Despite recent advances in hardware acceleration of ray tracing, real-time ray budgets remain stubbornly limited at a handful of samples per pixel (spp) on commodity hardware, placing the onus on denoising algorithms to achieve high visual quality for path traced global illumination. Neural network-based solutions give excellent result quality at the cost of increased execution time relative to hand-engineered methods, making them less suitable for deployment on resource-constrained systems. We therefore propose incorporating a neural network into a computationally-efficient local linear model-based denoiser, and demonstrate faithful single-frame reconstruction of global illumination for Lambertian scenes at very low sample counts (1spp) and for low computational cost. Other contributions include improving the quality and performance of local linear model-based denoising through a simplified mathematical treatment, and demonstration of the surprising usefulness of ambient occlusion as a guide channel. We also show how our technique is straightforwardly extensible to joint denoising and upsampling of path traced renders with reference to low-cost, rasterized guide channels.

Figures (9)

• Figure 1: In Fast Local Neural Regression, the guide image and indirect light are passed into a neural network, which extracts structural information for the linear model to exploit. Our Fast Local Regression algorithm efficiently fits noise-free guide channels (e.g. rasterised at low cost) to a noisy, path traced input image. Optimisations include fitting the model $\textbf{A}_k$ to 8x8 blocks, and use of cheap downsampling and separable blurs to collect local moments.

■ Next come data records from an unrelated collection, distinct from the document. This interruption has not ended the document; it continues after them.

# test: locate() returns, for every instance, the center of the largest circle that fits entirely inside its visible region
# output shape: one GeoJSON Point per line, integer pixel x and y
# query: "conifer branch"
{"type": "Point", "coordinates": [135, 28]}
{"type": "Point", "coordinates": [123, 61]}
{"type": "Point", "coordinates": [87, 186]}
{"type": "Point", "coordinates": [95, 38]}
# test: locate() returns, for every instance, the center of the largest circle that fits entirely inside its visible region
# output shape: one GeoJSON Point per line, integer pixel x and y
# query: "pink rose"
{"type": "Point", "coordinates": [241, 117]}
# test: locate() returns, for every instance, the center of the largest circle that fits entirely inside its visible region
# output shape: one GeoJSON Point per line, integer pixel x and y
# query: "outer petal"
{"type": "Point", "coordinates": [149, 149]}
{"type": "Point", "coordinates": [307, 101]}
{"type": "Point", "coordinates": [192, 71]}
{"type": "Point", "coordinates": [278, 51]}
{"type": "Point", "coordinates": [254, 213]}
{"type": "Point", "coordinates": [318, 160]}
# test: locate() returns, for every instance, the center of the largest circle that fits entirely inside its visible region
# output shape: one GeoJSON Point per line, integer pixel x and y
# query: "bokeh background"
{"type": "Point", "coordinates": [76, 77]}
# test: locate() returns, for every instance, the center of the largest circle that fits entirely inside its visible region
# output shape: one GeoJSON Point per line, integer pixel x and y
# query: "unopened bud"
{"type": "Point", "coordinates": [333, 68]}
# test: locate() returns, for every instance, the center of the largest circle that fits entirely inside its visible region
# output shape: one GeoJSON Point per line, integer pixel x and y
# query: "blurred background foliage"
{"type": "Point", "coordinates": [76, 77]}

• Figure 2: A basic, differentiable implementation of the core local linear algorithm in PyTorch, with basic regularisation. It returns a $\left(3 \times H \times W\right)$ denoised RGB image.

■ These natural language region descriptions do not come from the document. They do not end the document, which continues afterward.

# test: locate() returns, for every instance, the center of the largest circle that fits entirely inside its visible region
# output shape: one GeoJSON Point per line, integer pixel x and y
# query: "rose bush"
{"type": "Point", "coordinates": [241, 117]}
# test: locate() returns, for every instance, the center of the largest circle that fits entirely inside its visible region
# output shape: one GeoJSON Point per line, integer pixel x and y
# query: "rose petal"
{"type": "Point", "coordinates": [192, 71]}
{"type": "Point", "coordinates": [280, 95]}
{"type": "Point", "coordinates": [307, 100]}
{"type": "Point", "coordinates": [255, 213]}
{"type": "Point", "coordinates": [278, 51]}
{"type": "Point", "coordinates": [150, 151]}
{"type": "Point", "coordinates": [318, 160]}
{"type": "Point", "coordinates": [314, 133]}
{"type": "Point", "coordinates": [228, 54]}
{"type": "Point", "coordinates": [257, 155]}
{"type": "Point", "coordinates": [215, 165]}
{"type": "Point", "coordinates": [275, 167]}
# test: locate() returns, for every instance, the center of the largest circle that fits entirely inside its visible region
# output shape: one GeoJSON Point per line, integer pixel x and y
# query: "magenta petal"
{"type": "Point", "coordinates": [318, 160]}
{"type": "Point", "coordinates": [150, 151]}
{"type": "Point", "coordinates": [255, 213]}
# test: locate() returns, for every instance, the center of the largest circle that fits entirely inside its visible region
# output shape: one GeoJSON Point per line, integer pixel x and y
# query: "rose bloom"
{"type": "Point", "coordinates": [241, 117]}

• Figure 3: Cheaply rasterising two sets of corresponding guide channels, one at low resolution and one at high resolution, allows indirect lighting to be path traced at low resolution and jointly denoised and upsampled with minimal loss in quality.
• Figure 4: Effects of introducing aspects of the proposed method. FLR with surface normal and depth guides correctly reconstructs attached shadows, but typically misses cast shadows. These are recovered with the introduction of ambient occlusion as a guide channel, and neural network generated enhanced guides. The neural network also consumes the noisy input.

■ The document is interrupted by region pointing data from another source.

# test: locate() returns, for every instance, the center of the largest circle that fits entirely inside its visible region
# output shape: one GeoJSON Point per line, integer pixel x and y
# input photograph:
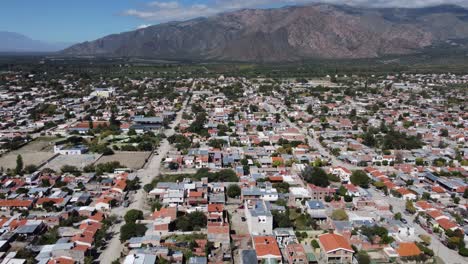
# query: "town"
{"type": "Point", "coordinates": [228, 169]}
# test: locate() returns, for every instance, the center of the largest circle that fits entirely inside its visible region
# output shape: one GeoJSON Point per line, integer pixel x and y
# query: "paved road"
{"type": "Point", "coordinates": [313, 142]}
{"type": "Point", "coordinates": [447, 255]}
{"type": "Point", "coordinates": [146, 175]}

• Figure 5: Effects of using different combinations of guide channels for the network input in FLNR. All the examples include the noisy input radiance as an additional input. Although input radiance and surface normals are sufficient to get a denoised estimate of the frame, the filter looses a great amount of the structural information of the scene. Introducing depth and, in particular, ambient occlusion helps the filter restoring the lost structural information, while also improving the quality of denoised shadows.